Think about how you get around: do you drive or get a ride or do you walk, bicycle, or take the train or the bus? How do you dispose of trash: do you recycle bottles, cans, and newspapers and put non-recyclables in waste baskets and garbage bins or do you just throw everything out and do things like putting wrappers in sewage drains or just dropping used fast food containers out in the street? And how do you use water every day: do you leave the tap running while washing dishes, brushing your teeth, or just getting a drink?

All These Things
affect the quantity and quality of water that's available for people, plants, and animals to use.

Simple Activities
that you can do help highlight the fact that fresh water is not as plentiful as we might think.

A World Water graphic is a good place to start. It shows how Earth, which is often called the Water Planet, actually has a very small amount of available fresh water.

The following activities help drive home the point!

1. The Water Planet

Purpose: To understand that the earth's surface is mostly covered with water.

Materials:

  • one globe beach ball

Procedure:

  1. Make a data table with two columns. Label one "Water" and label the other "Land."
  2. Sit your group (family, friends, or classmates) in a circle and give one person the globe. Have this person toss the globe to the person sitting to his or her right.

  3. When the globe is caught, note where the "catcher's" index fingers are pointing (either water or land) and record this on your data sheet.

  4. Toss the globe around the entire group and record the results.

  5. Total the number of tally marks in each column and then divide the number in each column by the total number of tally marks to get a percentage for each column.

Post Activity Discussion:
The results will show roughly 70% water and 30% land. What kind of water did most of the tally marks represent (salt water or fresh)?

2. But Not a Drop to Drink?

Purpose: To learn where the water on the planet is found and begin to understand the limited quantity that is available to us.

Materials:

  • one liter soda bottle
  • an eyedropper
  • a graduated cylinder
  • blue food coloring

Procedure:

  1. Fill the one-liter soda bottle with tap water, and add enough blue food coloring to make it a rich shade of blue.

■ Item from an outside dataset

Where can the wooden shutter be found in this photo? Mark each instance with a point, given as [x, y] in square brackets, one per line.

  2. This bottle of water represents all the water on the planet. Pour three ml from it into a graduated cylinder. The amount left in the soda bottle is water from the ocean.

  3. The amount in the cylinder is all the fresh water on the planet. This cannot be used readily since most of this is frozen. Pour one-half of one ml into another container. The amount left in the cylinder is the amount of water in frozen icecaps and glaciers. The amount poured off represents liquid freshwater found in ponds, lakes, rivers, and roundwater.

Post Activity Discussion:
What happens if the small amount of water that we do have available to us becomes polluted? Can we get water from other sources? Desalination, or removing the salt from ocean water, is very costly. What happens when we use too much water? Near coastal areas, salt water encroachment can occur, and freshwater supplies can be ruined. What can people do to avoid these problems?

Follow-up Activity:
Research an area of the country or world where fresh drinking water is scarce and investigate the ways in which this country obtains its water.